O verdadeiro tesouro da infância

Na infância só se olha para o presente, que decorre numa valsa lenta sem pressas, diferente do passo desvairado dos adultos

Uma destas manhãs, quando estávamos a chegar à escola, oiço do banco de trás: «Mãe! Um mapa do tesouro! Ali mesmo!».

Estacionámos e eu pensei que, entretanto, o meu filho já teria percebido que não se tratava de um mapa. Mas mal fecho a porta: «Vamos lá ver se é um mapa do tesouro!». E puxa-me por ali fora. Quando chegámos vi uma enorme folha de cartão no chão. Ele continuava na expectativa de ver o mapa e subitamente também eu arrisco uma ponta de esperança. Pega na folha, vira-a cuidadosamente, mas: «Oh. Afinal é só um cartão. Vamos pôr ali no lixo». «Que pena…» – deixei escapar.

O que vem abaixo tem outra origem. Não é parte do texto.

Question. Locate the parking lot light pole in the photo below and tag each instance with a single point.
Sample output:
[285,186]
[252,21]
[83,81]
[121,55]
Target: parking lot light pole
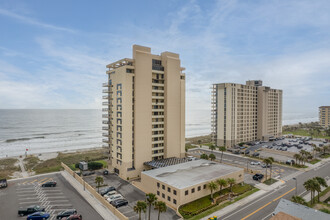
[296,185]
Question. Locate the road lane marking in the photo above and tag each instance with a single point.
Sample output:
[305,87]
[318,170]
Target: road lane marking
[268,203]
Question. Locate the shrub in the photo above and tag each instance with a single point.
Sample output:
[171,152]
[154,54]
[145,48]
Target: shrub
[95,165]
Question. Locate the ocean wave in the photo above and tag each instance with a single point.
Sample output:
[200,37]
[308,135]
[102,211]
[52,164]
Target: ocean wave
[23,139]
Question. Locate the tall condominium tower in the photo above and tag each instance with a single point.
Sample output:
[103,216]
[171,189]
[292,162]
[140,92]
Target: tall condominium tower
[243,113]
[145,113]
[324,116]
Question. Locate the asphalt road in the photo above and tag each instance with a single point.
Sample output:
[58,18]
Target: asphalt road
[25,192]
[263,207]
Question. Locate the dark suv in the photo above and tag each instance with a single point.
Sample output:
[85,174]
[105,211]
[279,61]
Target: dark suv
[119,202]
[258,176]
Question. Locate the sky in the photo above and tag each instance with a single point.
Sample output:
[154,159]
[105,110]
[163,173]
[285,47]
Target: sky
[53,53]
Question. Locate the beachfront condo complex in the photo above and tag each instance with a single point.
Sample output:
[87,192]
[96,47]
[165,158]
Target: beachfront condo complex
[245,113]
[324,116]
[144,117]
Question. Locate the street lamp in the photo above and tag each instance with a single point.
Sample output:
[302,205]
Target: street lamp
[294,178]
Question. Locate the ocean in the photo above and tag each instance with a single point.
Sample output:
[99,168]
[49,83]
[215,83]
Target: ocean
[42,131]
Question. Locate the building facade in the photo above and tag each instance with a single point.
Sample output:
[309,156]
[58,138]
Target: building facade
[183,183]
[243,113]
[324,116]
[144,116]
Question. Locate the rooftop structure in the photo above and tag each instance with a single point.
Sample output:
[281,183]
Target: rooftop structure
[300,211]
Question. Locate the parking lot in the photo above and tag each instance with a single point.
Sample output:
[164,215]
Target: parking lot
[131,194]
[278,171]
[26,192]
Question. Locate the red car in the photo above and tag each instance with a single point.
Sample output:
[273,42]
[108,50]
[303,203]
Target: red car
[73,217]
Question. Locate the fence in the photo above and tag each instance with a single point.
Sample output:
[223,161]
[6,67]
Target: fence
[94,193]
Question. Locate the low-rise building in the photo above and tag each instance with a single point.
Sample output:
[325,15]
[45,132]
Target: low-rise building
[185,182]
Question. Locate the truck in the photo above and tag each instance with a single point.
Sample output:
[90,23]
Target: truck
[31,209]
[3,183]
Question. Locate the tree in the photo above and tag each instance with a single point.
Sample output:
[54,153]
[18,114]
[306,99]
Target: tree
[231,182]
[299,200]
[161,207]
[212,157]
[212,186]
[321,182]
[99,181]
[222,149]
[204,156]
[150,199]
[212,147]
[222,183]
[140,206]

Pena não só do meu filho, mas da forma inclemente como a vida nos vai fazendo desacreditar nos sonhos e na magia. Pelo contrário, ele não parecia nada dececionado. Para ele continua a ser absolutamente provável encontrar um mapa do tesouro, uma pedra preciosa, um pedaço de meteorito ou um leão ao virar de outra esquina. Está tudo em aberto.

A infância é uma janela para um mundo onde a fantasia se confunde e entrelaça deliciosamente com a realidade, um mundo de possibilidades onde tudo pode ser qualquer coisa muito especial e quase nada é só nada. É uma visão para além das coisas, que serve o desejo e faz ver aquilo que mais ansiamos.

O mesmo se passa com a imagem que as crianças têm de si. Um menino que ergue uma espada não se sente só um menino de espada na mão. Passa a ser um cavaleiro, um guerreiro, sente-se valente, audaz, cresce uns bons 50 cm e acredita que os outros também o veem assim. Se alguém lhe diz que é forte, que tem uma espada perigosa, que parece um pirata, ele acredita piamente e fica à espera que outras pessoas reparem nele enquanto se estica e exibe uma convicta valentia. Tal como uma menina, que quando veste um vestido de bailarina ou de princesa põe-se em pontas e começa instantaneamente a rodopiar, a fazer vénias e a imaginar-se num palco cheio de luzes e espectadores entusiasmados ou num sumptuoso palácio onde todos param para a admirar.

Nós, adultos, somos o público da sala de espetáculos, as aias ou o príncipe encantado do castelo. Comentamos, admiramos, entramos na fantasia, valorizamos, enchendo, aos poucos, o seu ego em formação de confiança, alegria e vaidade.

A infância é a altura em que somos mais olhados e acarinhados, tanto pelas pessoas de quem gostamos como por desconhecidos. Em que estamos em permanente aprendizagem, com desafios e provas de superação importantíssimas que resultam em enormes elogios. Em que somos aplaudidos por cada vitória.

É uma fase em que só se olha para o presente, para cada momento, que decorre numa valsa lenta sem pressas, diferente do passo desvairado dos adultos. Que nos faz parar e nos desperta para as coisas mais simples e deliciosas. Para os desenhos mais engraçados, para as construções mais incríveis, para as ideias mais originais, para as perguntas mais improváveis, para o princípio de tudo.

Os pais são uns sortudos, por poderem voltar a esta janela mágica onde quase tudo é possível. São os detentores do verdadeiro mapa do tesouro, que procuram em conjunto com os filhos, sabendo que o tesouro mais brilhante de todos é esse mesmo, a relação que os une, o caminho que percorrem, descobrem e constroem em conjunto ao encontro das pequenas-grandes riquezas dos dias.